Israel se fechou em uma bolha feita de medo, agressividade, violência e desinteresse pela opinião pública no resto do mundo. Até mesmo as normas inalteráveis da diplomacia foram apagadas.

Após um encontro com o Papa Leão, o presidente israelense Herzog fez declarações sobre o sucesso das conversas e sobre os temas abordados, que foram refutadas e radicalmente corrigidas pelo Vaticano. O que os jornais israelenses dirão sobre essas falsificações sem precedentes? Será que realmente falarão a respeito, exceto, é claro, aquelas poucas vozes que corajosamente levam adiante a batalha contra o governo? Ninguém sabe realmente o que poderá acontecer à medida que a flotilha se aproxima de Gaza.

Ataques e prisões em águas internacionais? Não seria a primeira vez; já aconteceu outras vezes, determinando incidentes, o mais grave dos quais ocorreu em 2010, quando as embarcações da Flotilha da Liberdade, que, como hoje, queriam forçar o bloqueio, foram atacadas em águas internacionais, matando 10 ativistas.

Aquele incidente havia levado a uma intervenção do Tribunal Penal Internacional, que terminou em nada. Mas hoje a situação é diferente. Israel já perdeu completamente aquele direito à excepcionalidade e à impunidade de que desfrutava em função da memória do Holocausto.

O clima em relação a ele é pesado: como poderia não ser, com quase 60 mil palestinos assassinados, as normas do direito internacional sistematicamente violadas e uma propaganda negacionista cada vez mais ampla e acirrada?

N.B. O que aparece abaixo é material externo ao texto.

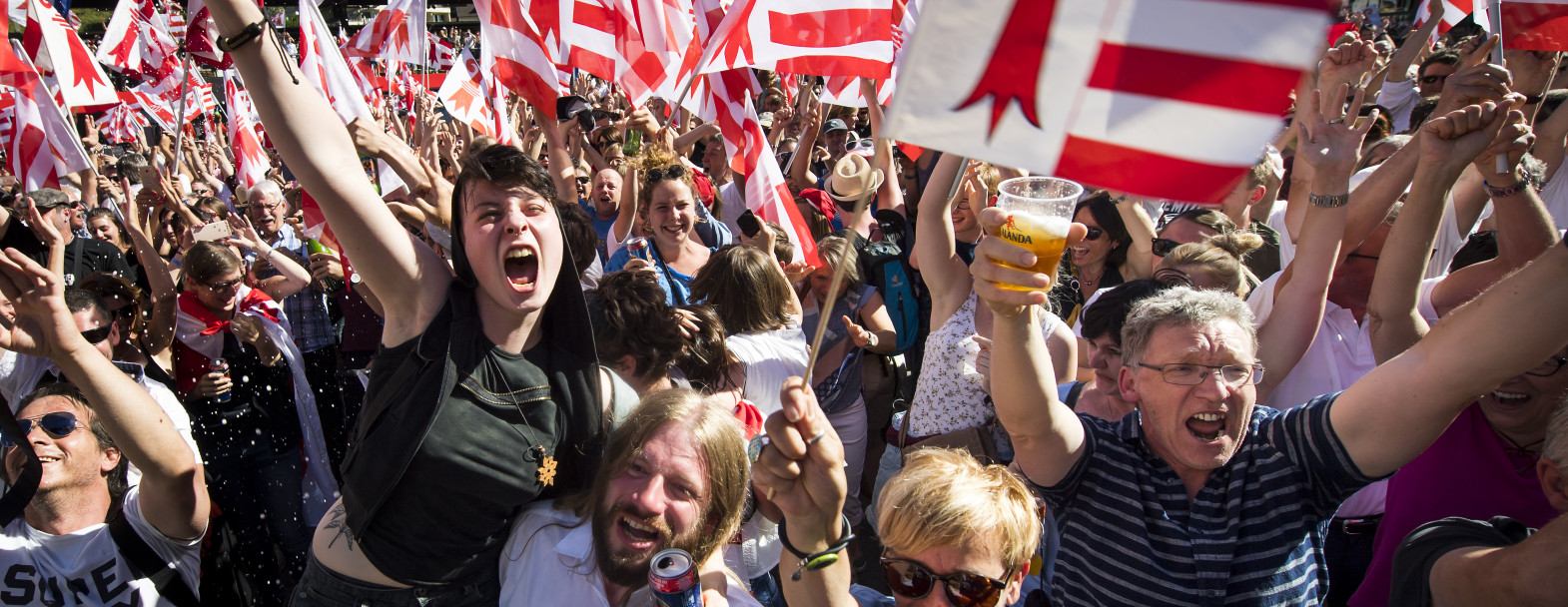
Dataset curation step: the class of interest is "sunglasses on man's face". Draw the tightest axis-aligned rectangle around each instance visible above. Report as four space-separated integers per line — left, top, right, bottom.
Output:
0 411 80 448
883 558 1007 607
82 324 115 343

Aqueles que se preocupam com isso, rotulados por Bibi e seus seguidores de "antissemitas", na verdade se preocupam pela honra de Israel, pela sua reputação. Eles gostariam de uma revolta de baixo apagasse essas atrocidades — chamem-nas como quiserem, extermínio, genocídio, crimes de guerra — e fizesse renascer a alma do judaísmo.

Mas o governo agora acusa até mesmo os opositores internos de terrorismo, os justos que se manifestam exigindo o fim da guerra e a libertação dos reféns, bem como o fim do massacre de palestinos. Enquanto houver esses justos, creio eu, ainda poderemos ver uma tênue luz na escuridão. Mas até quando? E se não agora, quando?